Y con esta mezcla de sentimientos y estados de ánimo, nos lo imaginamos, en aquellas tardes de agosto en Roma, escribiendo, entre otras obras, Un mes en la escuela del Corazón de Jesús, donde deja su convicción y su experiencia más íntima: la centralidad de Jesucristo en la vida de un cristiano, de un teresiano/a:
[...] A hacer conocer, pues, más y más Jesucristo, en lo que consiste la vida eterna, nuestra única felicidad en el tiempo y en la eternidad, se dirige este librito. A mostrarnos su vida real, práctica, imitable; a enseñarnos y movernos a hacerlo todo por Jesús y con Jesús, se ordena nuestro humilde trabajo…[3]

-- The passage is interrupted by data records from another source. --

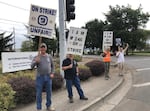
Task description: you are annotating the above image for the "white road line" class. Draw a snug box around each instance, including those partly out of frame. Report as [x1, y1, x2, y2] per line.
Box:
[136, 68, 150, 71]
[128, 59, 150, 62]
[133, 82, 150, 87]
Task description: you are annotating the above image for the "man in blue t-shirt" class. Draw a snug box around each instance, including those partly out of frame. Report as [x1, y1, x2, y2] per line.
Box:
[62, 54, 88, 103]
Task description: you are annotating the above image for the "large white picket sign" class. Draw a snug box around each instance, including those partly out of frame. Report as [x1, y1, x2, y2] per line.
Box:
[103, 31, 113, 51]
[28, 5, 56, 38]
[66, 27, 87, 55]
[2, 52, 38, 73]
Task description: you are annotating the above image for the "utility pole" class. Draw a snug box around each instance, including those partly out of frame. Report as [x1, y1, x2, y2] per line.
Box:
[59, 0, 66, 76]
[13, 27, 16, 52]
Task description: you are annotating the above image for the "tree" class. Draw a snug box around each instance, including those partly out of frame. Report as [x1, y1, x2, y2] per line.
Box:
[105, 5, 150, 50]
[21, 40, 33, 52]
[85, 19, 106, 53]
[0, 32, 14, 58]
[22, 25, 58, 56]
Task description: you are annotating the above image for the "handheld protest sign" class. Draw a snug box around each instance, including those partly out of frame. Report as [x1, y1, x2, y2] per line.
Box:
[66, 27, 87, 56]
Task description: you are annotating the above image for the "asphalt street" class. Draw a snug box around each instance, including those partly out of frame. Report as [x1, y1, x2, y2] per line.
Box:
[113, 56, 150, 111]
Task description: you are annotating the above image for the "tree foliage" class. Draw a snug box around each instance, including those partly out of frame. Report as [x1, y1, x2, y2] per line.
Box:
[21, 40, 33, 52]
[0, 32, 14, 58]
[85, 19, 106, 49]
[105, 5, 150, 50]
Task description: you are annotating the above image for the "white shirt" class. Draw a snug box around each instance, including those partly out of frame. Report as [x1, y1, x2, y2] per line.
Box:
[116, 51, 125, 63]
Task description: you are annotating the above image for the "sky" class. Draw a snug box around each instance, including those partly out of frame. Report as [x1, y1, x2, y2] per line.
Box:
[0, 0, 150, 48]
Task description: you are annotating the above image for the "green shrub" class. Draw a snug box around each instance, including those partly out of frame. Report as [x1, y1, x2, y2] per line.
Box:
[85, 60, 105, 76]
[52, 73, 64, 90]
[0, 83, 15, 111]
[74, 55, 82, 62]
[8, 77, 36, 104]
[79, 65, 92, 81]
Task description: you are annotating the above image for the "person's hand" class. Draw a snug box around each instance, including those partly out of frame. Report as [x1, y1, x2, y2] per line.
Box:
[50, 73, 54, 78]
[35, 56, 40, 63]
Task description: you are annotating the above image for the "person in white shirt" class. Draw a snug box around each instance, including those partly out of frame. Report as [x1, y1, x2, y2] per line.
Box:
[116, 43, 129, 76]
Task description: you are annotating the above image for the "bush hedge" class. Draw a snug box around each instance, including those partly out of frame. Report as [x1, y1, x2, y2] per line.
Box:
[8, 77, 36, 104]
[0, 83, 15, 111]
[79, 65, 92, 81]
[85, 60, 105, 76]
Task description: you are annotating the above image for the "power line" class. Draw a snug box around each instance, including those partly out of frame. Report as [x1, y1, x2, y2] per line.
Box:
[0, 18, 27, 24]
[0, 1, 29, 11]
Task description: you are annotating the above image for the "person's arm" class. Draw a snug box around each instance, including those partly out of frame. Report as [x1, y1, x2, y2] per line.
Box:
[31, 56, 40, 69]
[123, 43, 129, 52]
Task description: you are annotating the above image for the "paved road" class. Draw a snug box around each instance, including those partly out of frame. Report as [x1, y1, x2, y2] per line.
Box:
[113, 56, 150, 111]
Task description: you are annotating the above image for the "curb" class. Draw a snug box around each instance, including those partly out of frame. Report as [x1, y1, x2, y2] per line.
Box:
[77, 78, 124, 111]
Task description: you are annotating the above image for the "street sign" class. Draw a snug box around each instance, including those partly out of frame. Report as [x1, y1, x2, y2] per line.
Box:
[2, 52, 38, 73]
[66, 27, 87, 55]
[103, 31, 113, 51]
[28, 5, 56, 38]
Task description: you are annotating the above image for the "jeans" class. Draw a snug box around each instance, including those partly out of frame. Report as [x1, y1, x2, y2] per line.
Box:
[104, 62, 110, 78]
[36, 74, 52, 110]
[66, 76, 84, 98]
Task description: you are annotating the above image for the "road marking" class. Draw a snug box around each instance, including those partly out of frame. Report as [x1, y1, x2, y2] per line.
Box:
[133, 82, 150, 87]
[136, 68, 150, 71]
[127, 59, 150, 62]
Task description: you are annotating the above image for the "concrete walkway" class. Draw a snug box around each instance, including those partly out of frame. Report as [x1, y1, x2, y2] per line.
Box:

Es en ese mismo librito también donde nos deja conocer sus sentimientos más profundos, los más tiernos afectos que siente su corazón enamorado, como el de Teresa. Enrique ya no sólo ofrece una doctrina, sino que nos introduce en su modo de hablar con Dios en la situación vital que le está hiriendo en el alma:
¡Cuánto me gozo, Jesús mío de mi corazón, al recordar que eres para mí Pontífice y Abogado Padre y Protector desde este hermoso cielo y desde el Sagrario!... ¿Qué sé yo lo que me conviene, Señor? … pero sé que Tú me amas, Corazón de Jesús mío, … Por lo mismo, descansaré en tu providencia y amor, no queriendo violentar las trazas admirables de tu providencia paternal, sino tan sólo conocerlas para adorarlas, amarlas y seguirlas dócilmente, exactamente. No quiero adelantar el reloj de tu providencia adorable, sino mirarlo y observarlo para hacer en cada hora lo que Tú me señales, pues esto será lo mejor para mi alma y para mi gloria, porque sé que me amas y todo lo ordenas para mi bien. Haga yo, pues, siempre tu voluntad soberana así en la tierra como en el cielo, y haz de mí lo que quisieres, porque está todo mi bien en contentaros. Amén.[4]
Cada lugar y cada rincón de Roma, de Cataluña, de Castilla y de muchos otros lugares de la geografía de España han sido testigos de este camino del solitario, del escritor, del padre, del sacerdote, del hombre, del amigo… y en cada uno podemos encontrar las huellas y la herencia que nos ha dejado. No son piedras ni propiedades, no son grandes obras literarias ni discursos. Su regalo más grande, el que hoy celebro con todos vosotros, es su vida de discípulo que se siente profundamente amado por Dios en lo bueno y en lo malo, en los momentos de gloria y en la adversidad, en su pasado y en su presente.
Este es nuestro origen y ésta fue la fuerza que ha hecho nacer una Familia con vocación de universalidad y de itinerancia en las rutas del Espíritu. ¡Somos conducidos/as por el Espíritu de Dios a la tierra que Él nos lleve, a las gentes que Él nos ponga en el camino y en las circunstancias que nos toca vivir!
Que el Dios Trinidad, el Padre, el Hijo y el Espíritu, nos ayude a escuchar el corazón de cada persona y de cada pueblo, para redescubrirnos hermanos y hermanas de todos, y vencer con amor, verdad y justicia la hostilidad que nos divide en el mundo.
Desde nuestra Casa general en Roma abrazo a toda la Familia Teresiana del mundo y expreso mi reconocimiento y gratitud a todas las hermanas, provincias y bienhechores que en otro tiempo colaboraron en la construcción y acondicionamiento de esta casa.
[1] Carta del 21 de septiembre de 1894 a la Hna. Rosario Elíes
[2] Carta del 18 de agosto de 1894 a la H. Rosario Elíes, superiora general y a su consejo
[3] Prólogo a Un mes en la escuela del Sagrado Corazón de Jesús.
[4] Un mes en la escuela del Sagrado Corazón de Jesús, día trigésimo tercero.